Dieselfahrverbote: Was Fuhrparkmanager jetzt wissen müssen

Kommunen dürfen Fahrverbote für ältere Dieselfahrzeuge verhängen. Das Urteil des Bundesverwaltungsgerichts Leipzig sorgt für Verunsicherung – auch bei vielen Fuhrparkverantwortlichen.

In Stuttgart soll Winfried Hermann, Grünen-Verkehrsministers des Landes, konkrete Pläne bereits in der Schublade haben. Wie es heißt, will die Landesregierung von Baden-Württemberg von Januar 2019 an keine Dieselfahrzeuge der Schadstoffklasse 1 bis 4 mehr in die Innenstadt lassen. Selbst Euro-5-Modelle sollen von 2020 an betroffen sein. In Hamburg könnte das Urteil bereits in Kürze umgesetzt werden. Die Hansestadt sieht eine entsprechende Regelung allerdings lediglich für Teilbereiche von zwei Straßenzügen vor. Diskutiert wird bundesweit in vielen Städten und Landesregierungen, was das Urteil der Leipziger Richter für Folgen haben könnte und welche Konsequenzen zu ziehen sind. Die eigentlich Betroffenen aber sind die Autofahrer. Sie müssen derzeit mit der Unsicherheit leben, wie es mit den älteren Dieseln weitergeht, ob möglicherweise auch neue Selbstzünder betroffen sein könnten. Der Handel indessen spürt die Auswirkungen der Debatte schon seit geraumer Zeit. Bei Neuwagen wurden bereits 2017 im Vergleich zum Vorjahr 13,2 Prozent weniger Diesel zugelassen, bei den Gebrauchtwagen wurden laut Deutscher Automobil Treuhand (DAT) 2,7 Prozent weniger Diesel verkauft. Auch die Preise für Gebrauchtwagen fallen beim Diesel deutlich. Laut DAT waren drei Jahre alte Diesel-Pkw im Dezember 2017 noch 52,6 Prozent vom Listenpreis wert, Benziner kamen auf 57,2 Prozent. Bei den Benzinern ist das der identische Wert aus dem Dezember 2016, bei den Dieseln waren es im Vorjahr zwar 56 Prozent, 2015 aber ebenfalls schon einmal 52,6 Prozent. Das relativiert den Preisverfall zumindest ein wenig. Dennoch bezeichnet der Zentralverband Deutsches Kraftfahrzeuggewerbe (ZDK) selbst bei Euro 6-Dieseln die Situation als nicht rosig. In einer Umfrage sagten mehr als ein Drittel der befragten Händler, dass sich derzeit nur die neuesten Diesel der Abgasnormen Euro 6d und Euro 6d-Temp verkaufen ließen. Für die Flottenverantwortlichen stellt sich angesichts der Diskussionen um Fahrverbote für Diesel die Frage, wie die Auswirkungen auf den eigenen Fuhrpark sind, welche Möglichkeiten es gibt, darauf zu reagieren. bfp Fuhrpark & management versucht, einen Überblick über den aktuellen Stand zu geben und die eine oder andere sich stellende Frage zu beantworten.
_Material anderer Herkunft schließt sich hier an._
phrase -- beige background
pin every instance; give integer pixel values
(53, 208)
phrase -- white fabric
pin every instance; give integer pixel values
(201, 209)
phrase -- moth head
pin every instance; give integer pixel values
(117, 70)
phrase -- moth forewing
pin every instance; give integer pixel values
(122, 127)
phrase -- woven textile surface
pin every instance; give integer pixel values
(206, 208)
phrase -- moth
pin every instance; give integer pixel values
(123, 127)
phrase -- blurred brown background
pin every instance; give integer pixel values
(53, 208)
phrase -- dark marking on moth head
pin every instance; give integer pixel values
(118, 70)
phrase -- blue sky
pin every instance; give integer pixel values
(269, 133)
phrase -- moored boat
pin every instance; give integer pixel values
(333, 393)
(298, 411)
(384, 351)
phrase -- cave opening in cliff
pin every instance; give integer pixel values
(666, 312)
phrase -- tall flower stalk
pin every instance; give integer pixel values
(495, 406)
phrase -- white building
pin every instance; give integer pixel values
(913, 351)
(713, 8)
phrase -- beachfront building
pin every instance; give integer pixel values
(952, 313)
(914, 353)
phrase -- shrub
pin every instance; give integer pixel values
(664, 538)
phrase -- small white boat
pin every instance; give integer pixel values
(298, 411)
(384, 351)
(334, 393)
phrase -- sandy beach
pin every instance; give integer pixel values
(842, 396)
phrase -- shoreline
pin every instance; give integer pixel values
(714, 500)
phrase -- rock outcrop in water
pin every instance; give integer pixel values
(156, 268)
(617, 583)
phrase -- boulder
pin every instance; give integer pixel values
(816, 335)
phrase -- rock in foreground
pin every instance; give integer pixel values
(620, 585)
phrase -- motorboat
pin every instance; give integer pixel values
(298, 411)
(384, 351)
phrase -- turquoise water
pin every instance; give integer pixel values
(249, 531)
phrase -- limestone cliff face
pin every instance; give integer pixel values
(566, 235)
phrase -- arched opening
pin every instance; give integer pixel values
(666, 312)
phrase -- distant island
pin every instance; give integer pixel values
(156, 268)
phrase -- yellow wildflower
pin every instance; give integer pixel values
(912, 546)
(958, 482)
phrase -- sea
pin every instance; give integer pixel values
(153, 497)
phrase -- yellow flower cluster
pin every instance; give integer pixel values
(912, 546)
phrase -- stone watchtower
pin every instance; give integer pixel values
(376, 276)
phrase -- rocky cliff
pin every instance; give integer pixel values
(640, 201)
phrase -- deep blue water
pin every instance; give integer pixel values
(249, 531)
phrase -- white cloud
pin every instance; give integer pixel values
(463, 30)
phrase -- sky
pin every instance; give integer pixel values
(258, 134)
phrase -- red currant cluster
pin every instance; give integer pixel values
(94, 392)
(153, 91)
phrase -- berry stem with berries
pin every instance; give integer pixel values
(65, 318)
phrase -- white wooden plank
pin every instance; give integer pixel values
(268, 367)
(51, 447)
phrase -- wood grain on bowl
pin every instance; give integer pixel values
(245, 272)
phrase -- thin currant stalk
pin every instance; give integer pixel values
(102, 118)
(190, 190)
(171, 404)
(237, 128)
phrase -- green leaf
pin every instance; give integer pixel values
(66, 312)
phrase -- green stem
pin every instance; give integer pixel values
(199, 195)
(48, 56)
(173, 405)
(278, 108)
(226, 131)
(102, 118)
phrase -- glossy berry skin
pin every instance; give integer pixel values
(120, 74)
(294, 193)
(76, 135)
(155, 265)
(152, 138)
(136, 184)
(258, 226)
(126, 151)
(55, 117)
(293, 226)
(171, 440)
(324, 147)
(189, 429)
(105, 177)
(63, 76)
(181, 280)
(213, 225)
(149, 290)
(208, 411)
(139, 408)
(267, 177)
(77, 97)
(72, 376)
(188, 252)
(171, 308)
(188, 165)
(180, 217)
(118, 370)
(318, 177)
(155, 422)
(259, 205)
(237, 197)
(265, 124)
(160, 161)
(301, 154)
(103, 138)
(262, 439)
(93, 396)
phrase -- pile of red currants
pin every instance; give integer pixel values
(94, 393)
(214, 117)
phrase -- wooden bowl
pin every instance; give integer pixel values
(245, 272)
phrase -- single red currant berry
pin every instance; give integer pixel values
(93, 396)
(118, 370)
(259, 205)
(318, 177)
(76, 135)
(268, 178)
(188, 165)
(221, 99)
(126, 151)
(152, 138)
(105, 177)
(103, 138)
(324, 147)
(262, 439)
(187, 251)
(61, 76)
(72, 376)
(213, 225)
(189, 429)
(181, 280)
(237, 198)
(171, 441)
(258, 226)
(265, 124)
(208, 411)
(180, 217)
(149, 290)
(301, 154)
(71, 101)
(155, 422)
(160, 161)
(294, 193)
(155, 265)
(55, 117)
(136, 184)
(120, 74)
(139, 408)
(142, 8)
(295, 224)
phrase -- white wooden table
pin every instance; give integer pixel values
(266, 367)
Was sagt das Urteil des Bundesverwaltungsgerichts Leipzig?

Fahrverbote für Dieselfahrzeuge sind möglich. Die Richter weisen jedoch darauf hin, dass der im EU-Recht verankerte Grundsatz der Verhältnismäßigkeit gewahrt bleiben muss. Sie schlagen deshalb vor, eine stufenweise Einführung von Fahrverboten zu prüfen. In einer ersten Stufe könnten diese nur für ältere Fahrzeuge (etwa bis zur Euro 4-Norm) gelten. „Zur Herstellung der Verhältnismäßigkeit dürfen Euro-5-Fahrzeuge jedenfalls nicht vor dem 1. September 2019 (mithin also vier Jahre nach Einführung der Abgasnorm Euro 6) mit Verkehrsverboten belegt werden“, heißt es im Urteil. Darüber hinaus seien die Kommunen aufgefordert, Ausnahmeregelungen zu schaffen, etwa für Handwerker oder Anwohner. Da mit dem Leipziger Richterspruch die erstinstanzlichen Urteile aus Stuttgart und Düsseldorf rechtskräftig geworden sind, sind vorerst nur diese Behörden an das Urteil gebunden.
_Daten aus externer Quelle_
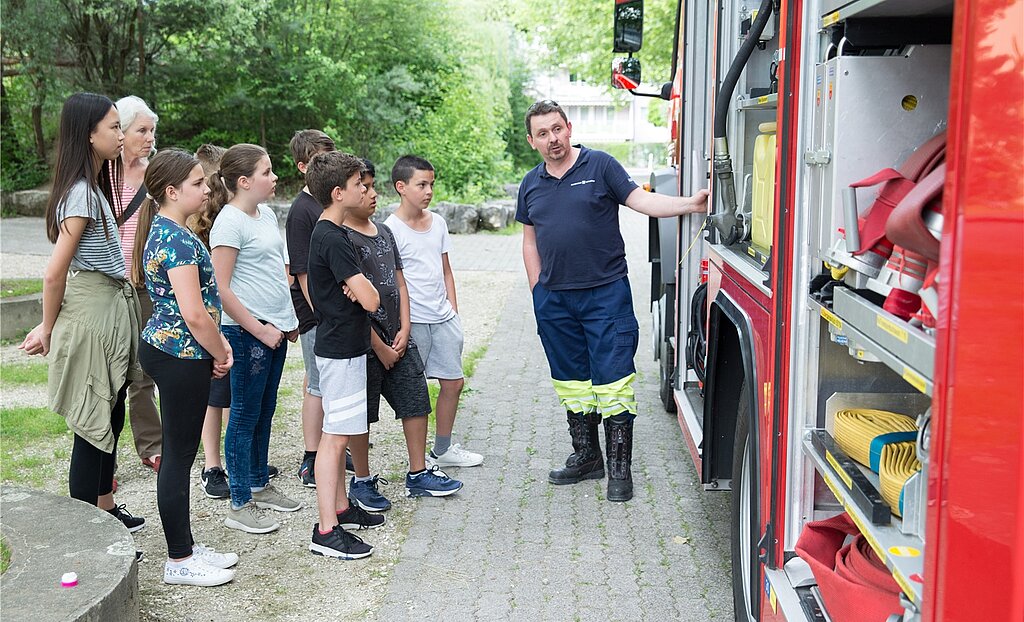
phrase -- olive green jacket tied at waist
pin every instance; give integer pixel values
(93, 353)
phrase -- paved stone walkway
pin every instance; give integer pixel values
(511, 546)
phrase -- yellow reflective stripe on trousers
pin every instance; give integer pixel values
(615, 398)
(577, 396)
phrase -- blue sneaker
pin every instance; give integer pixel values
(431, 483)
(366, 495)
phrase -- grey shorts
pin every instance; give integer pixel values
(307, 339)
(344, 388)
(403, 386)
(440, 347)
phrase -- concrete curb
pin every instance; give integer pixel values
(49, 536)
(19, 315)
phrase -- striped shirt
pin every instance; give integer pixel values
(98, 250)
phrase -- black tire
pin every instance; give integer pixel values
(745, 523)
(667, 369)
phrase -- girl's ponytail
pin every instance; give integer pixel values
(219, 196)
(240, 161)
(145, 213)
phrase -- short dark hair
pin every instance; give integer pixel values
(544, 107)
(406, 166)
(307, 142)
(369, 168)
(328, 171)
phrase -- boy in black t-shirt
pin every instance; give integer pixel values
(393, 367)
(301, 218)
(341, 297)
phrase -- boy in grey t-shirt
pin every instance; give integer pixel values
(393, 368)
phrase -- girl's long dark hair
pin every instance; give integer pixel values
(169, 167)
(81, 114)
(240, 161)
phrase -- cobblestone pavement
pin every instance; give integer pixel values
(511, 546)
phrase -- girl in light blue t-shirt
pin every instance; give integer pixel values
(249, 261)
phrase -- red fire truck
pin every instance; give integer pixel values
(862, 254)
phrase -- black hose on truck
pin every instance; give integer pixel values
(726, 219)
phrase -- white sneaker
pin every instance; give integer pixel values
(251, 520)
(208, 555)
(195, 572)
(455, 456)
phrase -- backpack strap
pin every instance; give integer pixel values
(136, 202)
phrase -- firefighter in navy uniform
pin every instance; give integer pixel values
(576, 261)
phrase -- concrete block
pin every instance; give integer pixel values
(27, 202)
(19, 315)
(88, 541)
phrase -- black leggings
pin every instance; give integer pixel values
(184, 390)
(91, 472)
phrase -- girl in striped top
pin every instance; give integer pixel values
(90, 312)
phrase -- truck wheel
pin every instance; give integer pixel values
(745, 524)
(667, 369)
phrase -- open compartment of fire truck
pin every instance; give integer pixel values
(875, 96)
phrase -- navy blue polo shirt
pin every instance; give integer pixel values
(577, 220)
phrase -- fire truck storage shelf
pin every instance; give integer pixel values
(837, 10)
(903, 554)
(904, 348)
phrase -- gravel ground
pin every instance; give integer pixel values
(24, 266)
(278, 578)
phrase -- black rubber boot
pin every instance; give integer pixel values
(585, 462)
(619, 445)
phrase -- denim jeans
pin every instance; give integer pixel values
(255, 377)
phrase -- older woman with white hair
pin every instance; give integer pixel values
(138, 123)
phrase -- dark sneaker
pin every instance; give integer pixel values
(214, 482)
(431, 483)
(339, 543)
(132, 524)
(306, 472)
(367, 495)
(356, 517)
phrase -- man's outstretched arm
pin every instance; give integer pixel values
(663, 206)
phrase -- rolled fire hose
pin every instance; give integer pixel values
(863, 432)
(899, 461)
(884, 442)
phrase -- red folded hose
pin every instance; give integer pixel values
(855, 584)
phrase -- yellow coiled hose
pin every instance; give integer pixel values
(885, 443)
(857, 429)
(899, 461)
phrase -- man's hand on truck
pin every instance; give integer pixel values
(664, 206)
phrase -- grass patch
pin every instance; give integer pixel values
(24, 373)
(512, 230)
(469, 361)
(4, 556)
(19, 287)
(22, 428)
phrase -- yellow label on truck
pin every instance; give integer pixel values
(832, 318)
(892, 328)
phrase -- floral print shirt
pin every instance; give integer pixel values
(168, 246)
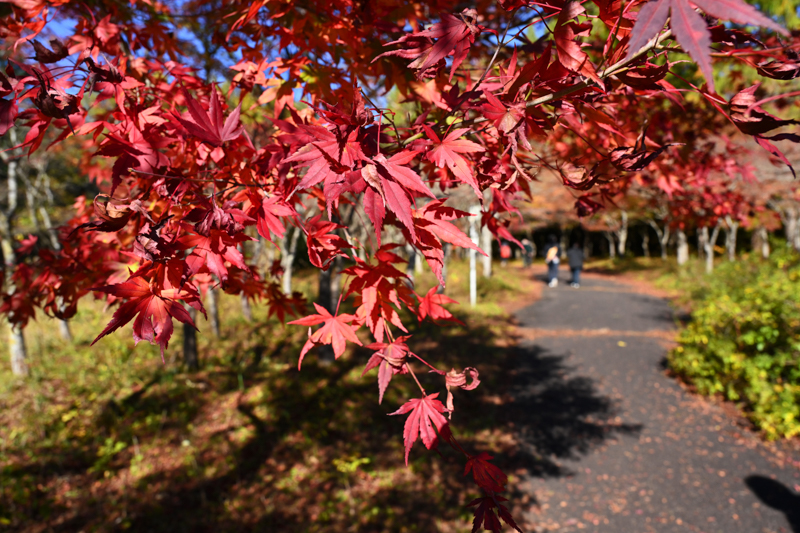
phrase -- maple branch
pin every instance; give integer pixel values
(617, 67)
(413, 375)
(424, 362)
(501, 42)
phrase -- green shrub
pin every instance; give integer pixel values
(744, 340)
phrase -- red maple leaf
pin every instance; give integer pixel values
(210, 127)
(213, 250)
(486, 475)
(155, 309)
(430, 305)
(426, 413)
(269, 215)
(323, 246)
(455, 34)
(329, 157)
(447, 152)
(570, 54)
(690, 28)
(432, 225)
(335, 331)
(485, 514)
(392, 183)
(390, 360)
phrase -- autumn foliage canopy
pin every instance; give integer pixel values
(381, 107)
Wie lässt sich ein mögliches Fahrverbot umsetzen?

Der Verwaltungsaufwand wird angesichts von vielen Millionen betroffener Dieselfahrzeuge enorm sein. Eine Plakettenlösung wird diskutiert, stößt aber nicht überall auf Gegenliebe. Die neue Bundesregierung hat das Thema auf der Arbeitsliste. Die Polizei weist bereits auf die Schwierigkeiten und die Mehrbelastung aufgrund der dann notwendigen Kontrollen hin. Zudem sind entsprechende Beschilderungen notwendig. Bis deren Gestaltung und Beschriftung in den Gremien entschieden ist, die Verkehrszeichen gefertigt und aufgestellt sind, dürfte eine Menge Zeit verstreichen.

Was sagen Politiker zu den drohenden Fahrverboten?
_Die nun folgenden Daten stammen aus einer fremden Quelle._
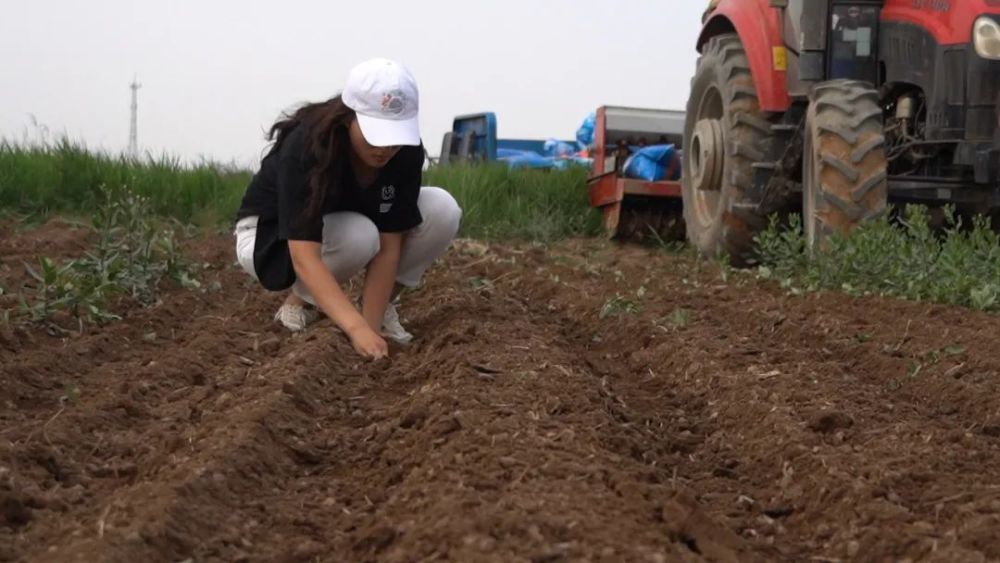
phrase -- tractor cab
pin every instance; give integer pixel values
(836, 107)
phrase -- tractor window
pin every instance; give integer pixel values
(853, 42)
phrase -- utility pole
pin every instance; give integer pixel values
(133, 133)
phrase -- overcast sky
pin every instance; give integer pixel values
(214, 74)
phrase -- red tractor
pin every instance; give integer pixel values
(838, 106)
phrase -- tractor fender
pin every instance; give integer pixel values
(759, 29)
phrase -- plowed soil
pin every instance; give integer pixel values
(696, 419)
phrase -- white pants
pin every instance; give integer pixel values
(351, 240)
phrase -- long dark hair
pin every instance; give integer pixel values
(327, 142)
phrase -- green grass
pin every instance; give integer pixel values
(958, 266)
(498, 203)
(66, 177)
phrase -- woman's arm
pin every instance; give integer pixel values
(330, 298)
(381, 279)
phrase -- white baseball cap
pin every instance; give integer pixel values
(384, 95)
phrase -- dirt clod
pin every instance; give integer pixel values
(518, 425)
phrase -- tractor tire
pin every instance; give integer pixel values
(725, 133)
(844, 178)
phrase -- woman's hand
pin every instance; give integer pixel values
(368, 343)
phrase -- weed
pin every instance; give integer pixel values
(618, 305)
(131, 257)
(909, 260)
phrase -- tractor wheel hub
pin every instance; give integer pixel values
(706, 155)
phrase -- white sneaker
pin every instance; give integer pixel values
(296, 317)
(392, 329)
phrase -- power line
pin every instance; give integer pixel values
(133, 133)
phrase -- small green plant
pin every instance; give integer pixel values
(680, 318)
(618, 305)
(131, 257)
(958, 264)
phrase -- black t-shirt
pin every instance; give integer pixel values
(279, 195)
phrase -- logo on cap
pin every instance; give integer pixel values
(392, 102)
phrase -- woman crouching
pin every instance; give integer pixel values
(340, 192)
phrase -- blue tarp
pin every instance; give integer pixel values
(653, 163)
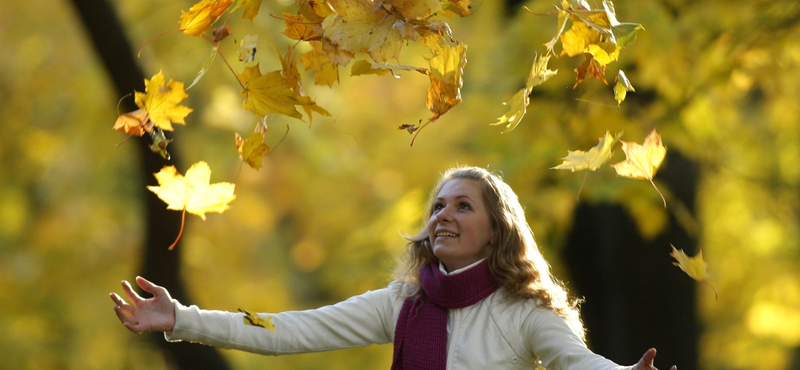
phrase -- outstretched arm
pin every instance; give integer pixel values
(646, 363)
(145, 314)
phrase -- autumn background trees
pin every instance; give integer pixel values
(322, 219)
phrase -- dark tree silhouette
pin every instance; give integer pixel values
(106, 33)
(635, 297)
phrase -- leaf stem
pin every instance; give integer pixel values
(659, 193)
(221, 55)
(183, 221)
(139, 53)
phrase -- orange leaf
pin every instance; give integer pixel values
(160, 101)
(202, 15)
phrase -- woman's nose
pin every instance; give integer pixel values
(444, 214)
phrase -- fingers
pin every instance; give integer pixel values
(149, 287)
(649, 357)
(133, 297)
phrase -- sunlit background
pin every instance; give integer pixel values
(324, 218)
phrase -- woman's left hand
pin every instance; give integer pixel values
(646, 363)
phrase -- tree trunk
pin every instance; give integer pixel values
(635, 297)
(161, 225)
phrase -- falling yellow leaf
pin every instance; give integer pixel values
(642, 161)
(268, 93)
(458, 7)
(250, 7)
(161, 102)
(202, 15)
(300, 28)
(252, 150)
(133, 123)
(363, 67)
(577, 160)
(446, 71)
(192, 193)
(518, 104)
(326, 71)
(254, 319)
(247, 48)
(695, 266)
(621, 87)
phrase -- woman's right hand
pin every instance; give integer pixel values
(145, 314)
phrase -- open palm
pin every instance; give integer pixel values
(145, 314)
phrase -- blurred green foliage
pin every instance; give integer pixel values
(323, 219)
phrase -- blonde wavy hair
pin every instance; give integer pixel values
(514, 259)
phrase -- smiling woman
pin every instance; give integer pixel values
(474, 293)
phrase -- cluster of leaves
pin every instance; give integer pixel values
(339, 32)
(596, 34)
(642, 161)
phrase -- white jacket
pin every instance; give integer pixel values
(495, 333)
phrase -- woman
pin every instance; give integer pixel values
(474, 293)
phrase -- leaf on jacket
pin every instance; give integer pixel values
(254, 319)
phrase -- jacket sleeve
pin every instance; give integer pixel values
(359, 321)
(552, 341)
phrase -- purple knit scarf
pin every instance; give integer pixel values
(420, 337)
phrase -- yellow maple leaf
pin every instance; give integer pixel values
(250, 7)
(202, 15)
(252, 150)
(133, 123)
(192, 193)
(268, 93)
(300, 28)
(377, 29)
(695, 266)
(577, 160)
(446, 72)
(364, 67)
(643, 161)
(459, 7)
(161, 102)
(326, 71)
(621, 87)
(518, 104)
(254, 319)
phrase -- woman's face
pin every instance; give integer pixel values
(459, 228)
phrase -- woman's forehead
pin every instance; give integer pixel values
(459, 187)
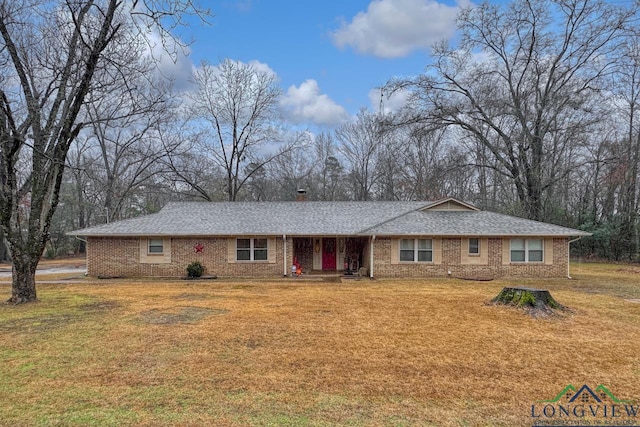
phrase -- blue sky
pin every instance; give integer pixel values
(329, 56)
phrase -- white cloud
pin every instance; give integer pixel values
(395, 28)
(305, 103)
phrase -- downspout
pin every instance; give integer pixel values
(569, 254)
(373, 239)
(284, 260)
(86, 254)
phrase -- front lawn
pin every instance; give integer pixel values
(383, 352)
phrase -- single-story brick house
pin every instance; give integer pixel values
(379, 239)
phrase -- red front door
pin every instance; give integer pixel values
(329, 253)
Bundeskanzlerin Angela Merkel (CDU) sieht nach dem Leipziger Urteil lediglich begrenzte Folgen. Es gehe um einzelne Städte, in denen „noch mehr gehandelt werden“ müsse. „Aber es geht wirklich nicht um die gesamte Fläche und alle Autobesitzer in Deutschland.“ Armin Laschet, CDU-Ministerpräsident in NRW, spricht sich eindeutig gegen Fahrverbote aus. In NRW und auch in ganz Deutschland würden die Stickoxidwerte Jahr für Jahr zurückgehen. Vor dem Landtag in NRW machte er kürzlich unmissverständlich klar: „Angesichts der umfassenden Maßnahmen, angesichts der externen Faktoren wie Flughäfen, wie Schiffe, wie Industrieanlagen und angesichts der sinkenden Werte wären Fahrverbote unverhältnismäßig und damit rechtswidrig.“ In Baden-Württemberg sieht das Landes-Verkehrsminister Winfried Hermann (Grüne) komplett anders. Er will Diesel der Normen 1 bis 4 offenbar vom 1. Januar 2019 an aus dem ganzen Stuttgarter Stadtgebiet verbannen. Ab 2020 soll das Verbot auch für Euro-5-Selbstzünder gelten. Auch der Deutsche Landkreistag (DLT) lehnt jede Form von Fahrverboten ab. Es sei „mit erheblichen Auswirkungen auf Pendler und Firmen“ zu rechnen, die vom innerstädtischen Verkehr teilweise vollkommen ausgeschlossen wären.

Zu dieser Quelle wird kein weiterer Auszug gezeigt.